需要一些系统调用

Question

BDN

Asked: 2018-05-26 08:02:05 +0800 CST2018-05-26 08:02:05 +0800 CST 2018-05-26 08:02:05 +0800 CST

从列中解析文本

772

2018-05-24 23:57:30 1.1.1.1 8.8.4.4
2018-05-24 23:57:32 2.2.2.2 8.8.4.4
2018-05-24 23:58:12 8.8.8.8 8.8.4.4
2018-05-24 23:58:23 8.8.8.8 8.8.4.4
2018-05-24 23:59:40 8.8.8.8 8.8.4.4
2018-05-24 23:59:51 8.8.8.8 8.8.4.4

因为我有上述格式的日志文件。

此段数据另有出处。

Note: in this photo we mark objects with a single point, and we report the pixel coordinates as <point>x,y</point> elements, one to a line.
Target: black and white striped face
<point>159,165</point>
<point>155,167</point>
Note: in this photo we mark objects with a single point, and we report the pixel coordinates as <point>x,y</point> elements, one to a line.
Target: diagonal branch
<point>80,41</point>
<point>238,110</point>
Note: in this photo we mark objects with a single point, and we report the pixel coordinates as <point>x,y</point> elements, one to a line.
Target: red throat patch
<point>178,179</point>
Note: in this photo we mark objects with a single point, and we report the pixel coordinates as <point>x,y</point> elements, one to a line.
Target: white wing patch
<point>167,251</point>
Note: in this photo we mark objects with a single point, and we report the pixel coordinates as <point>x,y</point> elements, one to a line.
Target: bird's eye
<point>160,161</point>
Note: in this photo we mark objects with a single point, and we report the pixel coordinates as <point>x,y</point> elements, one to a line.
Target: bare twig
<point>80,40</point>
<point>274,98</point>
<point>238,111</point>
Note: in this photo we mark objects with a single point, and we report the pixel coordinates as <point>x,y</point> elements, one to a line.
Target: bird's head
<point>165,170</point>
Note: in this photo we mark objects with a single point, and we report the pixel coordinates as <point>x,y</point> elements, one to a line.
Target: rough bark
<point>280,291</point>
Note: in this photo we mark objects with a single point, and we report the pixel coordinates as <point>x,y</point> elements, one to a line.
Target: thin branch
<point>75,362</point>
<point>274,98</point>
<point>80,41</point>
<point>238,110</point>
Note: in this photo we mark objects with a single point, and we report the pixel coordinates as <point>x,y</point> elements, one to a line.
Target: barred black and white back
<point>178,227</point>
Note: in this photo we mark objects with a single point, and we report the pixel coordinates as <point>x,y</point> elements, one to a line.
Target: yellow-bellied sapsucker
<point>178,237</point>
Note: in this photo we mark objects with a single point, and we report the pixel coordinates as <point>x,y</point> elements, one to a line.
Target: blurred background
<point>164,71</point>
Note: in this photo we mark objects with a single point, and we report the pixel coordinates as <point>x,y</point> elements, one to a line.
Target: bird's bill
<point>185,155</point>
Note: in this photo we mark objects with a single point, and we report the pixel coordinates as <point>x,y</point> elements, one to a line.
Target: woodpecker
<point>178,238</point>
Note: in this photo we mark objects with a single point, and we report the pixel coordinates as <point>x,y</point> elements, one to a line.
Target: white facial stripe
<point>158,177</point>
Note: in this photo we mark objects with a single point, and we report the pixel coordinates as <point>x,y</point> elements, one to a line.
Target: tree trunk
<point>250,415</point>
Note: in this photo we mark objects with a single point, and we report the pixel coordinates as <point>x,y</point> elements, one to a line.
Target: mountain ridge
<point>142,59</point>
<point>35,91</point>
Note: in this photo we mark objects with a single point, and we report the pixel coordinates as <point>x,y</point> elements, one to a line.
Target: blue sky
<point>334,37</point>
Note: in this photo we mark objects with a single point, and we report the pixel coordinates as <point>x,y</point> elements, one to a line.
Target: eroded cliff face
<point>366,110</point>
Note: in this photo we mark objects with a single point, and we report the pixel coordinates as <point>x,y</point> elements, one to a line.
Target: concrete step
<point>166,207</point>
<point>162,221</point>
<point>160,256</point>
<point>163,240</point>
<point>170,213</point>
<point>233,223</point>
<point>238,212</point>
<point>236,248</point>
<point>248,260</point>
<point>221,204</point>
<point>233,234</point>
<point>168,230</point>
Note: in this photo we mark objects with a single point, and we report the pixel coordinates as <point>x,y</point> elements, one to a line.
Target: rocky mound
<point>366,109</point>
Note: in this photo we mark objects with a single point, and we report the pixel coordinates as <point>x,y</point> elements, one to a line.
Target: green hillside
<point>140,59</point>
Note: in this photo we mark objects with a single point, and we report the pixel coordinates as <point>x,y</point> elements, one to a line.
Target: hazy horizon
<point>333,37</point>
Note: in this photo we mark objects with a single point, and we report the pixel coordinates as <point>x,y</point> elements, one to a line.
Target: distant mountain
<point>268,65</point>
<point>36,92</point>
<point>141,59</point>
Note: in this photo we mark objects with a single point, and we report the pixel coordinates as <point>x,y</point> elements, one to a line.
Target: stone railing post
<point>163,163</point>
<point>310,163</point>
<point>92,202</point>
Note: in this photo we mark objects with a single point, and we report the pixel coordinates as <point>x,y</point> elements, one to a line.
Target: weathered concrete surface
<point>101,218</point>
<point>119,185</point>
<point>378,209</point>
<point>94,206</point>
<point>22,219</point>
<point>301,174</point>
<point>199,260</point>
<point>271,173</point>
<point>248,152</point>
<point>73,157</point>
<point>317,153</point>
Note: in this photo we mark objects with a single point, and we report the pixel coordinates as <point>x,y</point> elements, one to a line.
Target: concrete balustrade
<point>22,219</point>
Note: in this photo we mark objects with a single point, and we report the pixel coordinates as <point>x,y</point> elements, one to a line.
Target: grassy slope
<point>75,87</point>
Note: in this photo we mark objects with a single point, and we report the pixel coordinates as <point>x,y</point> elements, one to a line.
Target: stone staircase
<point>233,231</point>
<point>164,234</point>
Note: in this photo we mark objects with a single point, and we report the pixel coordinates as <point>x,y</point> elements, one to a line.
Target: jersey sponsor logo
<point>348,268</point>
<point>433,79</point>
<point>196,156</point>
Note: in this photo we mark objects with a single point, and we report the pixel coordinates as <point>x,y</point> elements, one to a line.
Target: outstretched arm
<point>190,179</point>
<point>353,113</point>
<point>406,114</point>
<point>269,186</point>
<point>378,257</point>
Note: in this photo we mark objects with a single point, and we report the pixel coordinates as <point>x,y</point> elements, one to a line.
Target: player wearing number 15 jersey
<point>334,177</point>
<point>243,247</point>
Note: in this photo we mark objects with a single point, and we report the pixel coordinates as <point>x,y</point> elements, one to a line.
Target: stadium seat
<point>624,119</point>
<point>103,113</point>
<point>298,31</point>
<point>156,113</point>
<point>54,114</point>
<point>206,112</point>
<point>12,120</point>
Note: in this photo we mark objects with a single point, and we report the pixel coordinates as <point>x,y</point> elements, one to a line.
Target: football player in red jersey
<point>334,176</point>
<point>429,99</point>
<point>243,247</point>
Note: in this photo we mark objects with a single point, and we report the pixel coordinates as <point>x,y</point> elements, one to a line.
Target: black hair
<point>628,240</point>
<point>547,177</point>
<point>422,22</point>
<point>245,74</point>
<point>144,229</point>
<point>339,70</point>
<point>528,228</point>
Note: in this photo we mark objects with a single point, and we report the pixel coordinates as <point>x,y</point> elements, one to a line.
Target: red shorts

现在我需要对其进行解析，输出应如下所示（如果重复行数据，则通过比较第 3 列和第 4 列仅显示第一行和最后一行。

2018-05-24 23:57:30 1.1.1.1 8.8.4.4
2018-05-24 23:57:32 2.2.2.2 8.8.4.4
2018-05-24 23:58:12 8.8.8.8 8.8.4.4
2018-05-24 23:59:51 8.8.8.8 8.8.4.4

6 个回答

Voted

choroba · Answer 1 · 2018-05-26T08:14:59+08:00

choroba

2018-05-26T08:14:59+08:002018-05-26T08:14:59+08:00

Perl 的救援：

perl -ane '
    if ($F[2] ne $c3 || $F[3] ne $c4) {
        $printed or print $previous;
        $printed = print;
    } else {
        $printed = 0;
    }
    ($c3, $c4, $previous) = (@F[2, 3], $_);
    END { print $previous unless $printed }
' -- input.file

-n逐行读取输入并运行每一行的代码。
-a将空格上的每个输入行拆分为 @F 数组。
$c3 和 $c4 用于保留第 3 列和第 4 列的先前值，实际值存储在 $F[2] 和 $F[3] 中（数组从 0 开始索引）。
$previous 存储上一行，以防我们需要打印它。
$printed 只是防止打印最后一行两次（如果其第 3 列和第 4 列与前一行不同，则会发生这种情况）。

6

αғsнιη · Answer 2 · 2018-05-26T08:17:42+08:00

Best Answer

αғsнιη

2018-05-26T08:17:42+08:002018-05-26T08:17:42+08:00

与awk：

awk '!first[$3, $4]{ first[$3, $4]= $0 } { last[$3, $4]= $0 }
    END{ for (x in last) print first[x] (last[x] != first[x]? ORS last[x]:"") }' infile
2018-05-24 23:58:12 8.8.8.8 8.8.4.4
2018-05-24 23:59:51 8.8.8.8 8.8.4.4
2018-05-24 23:57:30 1.1.1.1 8.8.4.4
2018-05-24 23:57:32 2.2.2.2 8.8.4.4

关联的first数组使用 column#3 和 column#4 的键组合保留第一个出现的行，但该last数组每次都使用相同的键保存最新的行。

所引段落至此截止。